What effect can blacking out your Facebook avatar really have on legislation? I joined in; blacked out my Facebook and Twitter, and signed the petition, but wasn’t really sure if it was going to have the desired effect —the repeal of Section 92A of the Copyright Act.

When I showed up to the protest at 12pm on Thursday 19 February, I was surprised. There was a large group of people of all kinds; guys that looked like it was the first time they’d stepped away from their computers in years, random hippies and even corporate, suit-wearing types. People were decked out in bright colours, because it was a “positive protest” according to the Creative Freedom Foundation’s memo. A fair few people carried black placards and some had their mouths taped shut.

It wasn’t a slogan-shouting protest, it wasn’t rowdy. It was a bunch of people quietly talking among themselves. We listened to Bronwyn Holloway-Smith present a petition signed by 148 people and with over 10,000 internet signatures to Peter Dunne. After a quick conference with the security regarding the other protest – Sri Lankans wishing to encourage the government to stop the persecution of the Tamil Tigers – our protest moved hurriedly through its agenda.

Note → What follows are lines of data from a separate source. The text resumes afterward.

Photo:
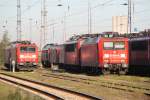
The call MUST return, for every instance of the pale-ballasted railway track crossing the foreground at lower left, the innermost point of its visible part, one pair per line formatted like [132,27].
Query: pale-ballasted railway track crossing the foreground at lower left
[50,92]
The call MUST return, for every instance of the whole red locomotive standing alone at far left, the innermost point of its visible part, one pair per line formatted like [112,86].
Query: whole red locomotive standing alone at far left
[23,53]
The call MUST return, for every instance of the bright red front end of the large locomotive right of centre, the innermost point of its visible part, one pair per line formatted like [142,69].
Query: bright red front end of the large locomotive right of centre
[115,55]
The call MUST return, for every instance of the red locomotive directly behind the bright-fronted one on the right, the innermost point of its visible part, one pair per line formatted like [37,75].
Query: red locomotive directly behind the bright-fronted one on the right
[72,52]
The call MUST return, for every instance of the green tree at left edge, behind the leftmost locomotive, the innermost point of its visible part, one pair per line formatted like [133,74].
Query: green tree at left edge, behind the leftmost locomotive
[3,44]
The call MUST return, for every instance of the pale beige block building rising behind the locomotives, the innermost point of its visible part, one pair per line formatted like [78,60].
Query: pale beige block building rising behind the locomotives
[120,24]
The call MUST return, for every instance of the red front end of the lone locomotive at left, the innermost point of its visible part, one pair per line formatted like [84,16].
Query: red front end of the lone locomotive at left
[27,57]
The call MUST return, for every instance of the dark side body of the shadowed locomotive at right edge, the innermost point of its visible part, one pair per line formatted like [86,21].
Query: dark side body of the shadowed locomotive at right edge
[139,52]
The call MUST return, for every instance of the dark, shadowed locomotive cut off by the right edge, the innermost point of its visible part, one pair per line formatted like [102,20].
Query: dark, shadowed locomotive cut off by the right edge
[140,52]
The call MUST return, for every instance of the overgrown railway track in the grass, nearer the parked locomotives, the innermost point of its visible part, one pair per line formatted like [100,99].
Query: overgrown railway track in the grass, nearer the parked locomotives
[107,84]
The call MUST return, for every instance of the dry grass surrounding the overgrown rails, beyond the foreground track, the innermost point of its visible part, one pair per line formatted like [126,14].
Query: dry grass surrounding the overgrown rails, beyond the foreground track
[96,90]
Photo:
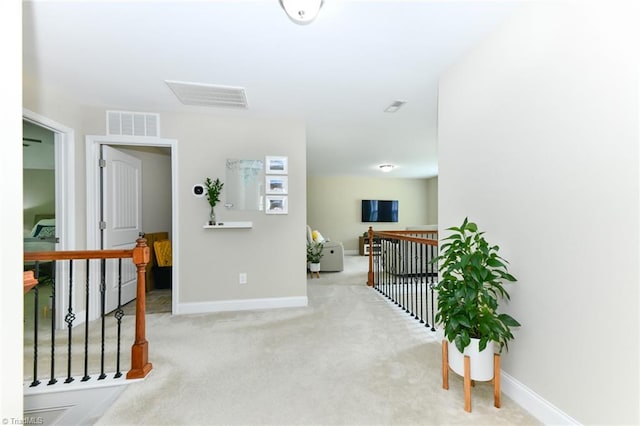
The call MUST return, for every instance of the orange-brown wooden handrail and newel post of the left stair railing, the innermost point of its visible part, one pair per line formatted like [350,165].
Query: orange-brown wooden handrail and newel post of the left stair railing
[140,365]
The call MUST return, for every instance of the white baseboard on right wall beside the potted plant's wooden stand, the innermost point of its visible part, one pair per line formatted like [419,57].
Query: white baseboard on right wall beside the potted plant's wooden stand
[537,406]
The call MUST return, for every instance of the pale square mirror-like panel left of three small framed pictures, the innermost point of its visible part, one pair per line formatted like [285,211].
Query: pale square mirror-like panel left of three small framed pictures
[244,184]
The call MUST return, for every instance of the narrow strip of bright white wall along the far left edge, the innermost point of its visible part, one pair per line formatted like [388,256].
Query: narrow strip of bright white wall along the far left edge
[11,212]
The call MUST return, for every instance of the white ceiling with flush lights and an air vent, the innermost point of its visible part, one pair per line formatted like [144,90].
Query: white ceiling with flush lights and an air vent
[339,73]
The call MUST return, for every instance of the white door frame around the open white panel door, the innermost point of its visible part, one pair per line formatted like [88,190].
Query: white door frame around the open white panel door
[92,145]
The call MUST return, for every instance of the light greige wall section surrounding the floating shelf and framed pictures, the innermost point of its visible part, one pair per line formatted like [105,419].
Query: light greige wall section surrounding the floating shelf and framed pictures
[273,252]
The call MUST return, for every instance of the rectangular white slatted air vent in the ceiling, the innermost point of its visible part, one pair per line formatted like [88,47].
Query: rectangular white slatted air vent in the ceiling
[208,94]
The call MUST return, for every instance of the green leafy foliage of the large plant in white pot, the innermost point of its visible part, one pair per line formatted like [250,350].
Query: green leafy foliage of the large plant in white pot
[470,287]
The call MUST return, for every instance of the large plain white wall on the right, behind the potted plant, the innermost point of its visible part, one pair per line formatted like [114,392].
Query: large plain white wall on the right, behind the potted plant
[538,143]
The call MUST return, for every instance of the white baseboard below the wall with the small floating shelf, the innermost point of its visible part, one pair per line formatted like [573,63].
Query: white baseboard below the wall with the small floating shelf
[241,305]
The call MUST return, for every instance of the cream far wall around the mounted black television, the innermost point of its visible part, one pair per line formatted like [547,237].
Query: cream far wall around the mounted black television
[333,204]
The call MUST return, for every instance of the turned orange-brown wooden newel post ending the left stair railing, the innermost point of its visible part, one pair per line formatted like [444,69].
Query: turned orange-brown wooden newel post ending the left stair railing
[140,365]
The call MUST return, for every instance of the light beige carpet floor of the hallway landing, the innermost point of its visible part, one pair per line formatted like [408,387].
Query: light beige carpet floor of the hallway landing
[349,358]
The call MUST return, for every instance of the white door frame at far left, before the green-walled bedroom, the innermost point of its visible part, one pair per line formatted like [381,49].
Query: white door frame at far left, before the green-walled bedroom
[64,138]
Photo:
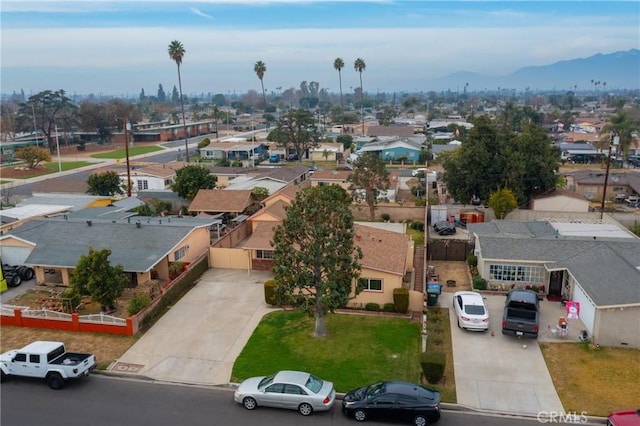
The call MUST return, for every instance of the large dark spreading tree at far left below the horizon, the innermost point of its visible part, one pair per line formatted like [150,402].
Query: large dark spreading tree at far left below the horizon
[48,109]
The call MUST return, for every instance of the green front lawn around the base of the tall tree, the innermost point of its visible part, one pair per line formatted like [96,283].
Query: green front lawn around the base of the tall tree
[359,349]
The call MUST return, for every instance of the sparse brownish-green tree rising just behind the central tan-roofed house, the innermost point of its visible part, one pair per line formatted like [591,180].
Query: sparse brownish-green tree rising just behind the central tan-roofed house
[369,177]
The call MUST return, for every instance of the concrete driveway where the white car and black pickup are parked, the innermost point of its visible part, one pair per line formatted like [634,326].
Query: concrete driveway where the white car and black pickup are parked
[499,373]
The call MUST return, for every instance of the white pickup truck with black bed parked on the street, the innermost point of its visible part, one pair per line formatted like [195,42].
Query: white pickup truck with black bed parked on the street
[46,360]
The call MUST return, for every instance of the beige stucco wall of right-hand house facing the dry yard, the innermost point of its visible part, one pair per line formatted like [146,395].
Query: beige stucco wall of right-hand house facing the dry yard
[617,326]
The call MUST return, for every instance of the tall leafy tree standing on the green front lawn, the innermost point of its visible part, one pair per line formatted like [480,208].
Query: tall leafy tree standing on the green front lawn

Clare Curran, Labour MP and ICT spokesperson announced that she would be tabling an amendment at that afternoon’s House session that would delay Section 92A from coming into law until all parties had come to a consensus on what the actual ramifications of the law would be. This was met with a chorus of support and thanks.

After that, we had to dissipate as it appeared the other group had ‘reserved’ the steps for their protest. We hurried, satisfied we’d been heard and taken seriously, back to our computers. They looked like they could take us.